Metcash Group generated sales revenue of $6.63 billion for the first half (May-October, 2016) of its FY17, up 0.3 per cent against the previous corresponding period, with an intense trading period in the food and grocery sector negatively affecting sales in that division.
Continued earnings growth in the liquor (up 1.6 per cent to $1.56 billion) and hardware (up 9.6 per cent to $581.6 million) pillars was more than offset by lower earnings in food and grocery (down 1.2 per cent to $4.49 billion).

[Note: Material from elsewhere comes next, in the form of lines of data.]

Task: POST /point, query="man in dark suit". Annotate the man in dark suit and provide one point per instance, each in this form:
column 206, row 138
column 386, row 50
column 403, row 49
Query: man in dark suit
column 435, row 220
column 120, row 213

Metcash says that while there was continued positive momentum in the food-and-grocery pillar from strategic initiatives and reduced operating costs from the ‘Working smarter’ program, these were insufficient to offset the impact of an intense trading period as well as weaker earnings in the convenience business, where sales declined two per cent to $758.5 million.
“Our group results were negatively impacted by an intense trading period in the food-and-grocery sector, as well as a slowdown in the growth of consumer spending,” Metcash Group CEO Ian Morrice said. “Our focus remains on supporting independent retailers to ensure they are well positioned as ‘The best store in town’, and while both our strategic initiatives and ‘Working smarter’ cost-savings program are progressing well and delivering returns, they were insufficient to offset the impact of increased competition in this half year.
“Despite difficult market conditions in the supermarket sector, independent retailers are continuing to invest in growing their businesses, including new stores and refurbishments, and we remain focused on supporting this growth.”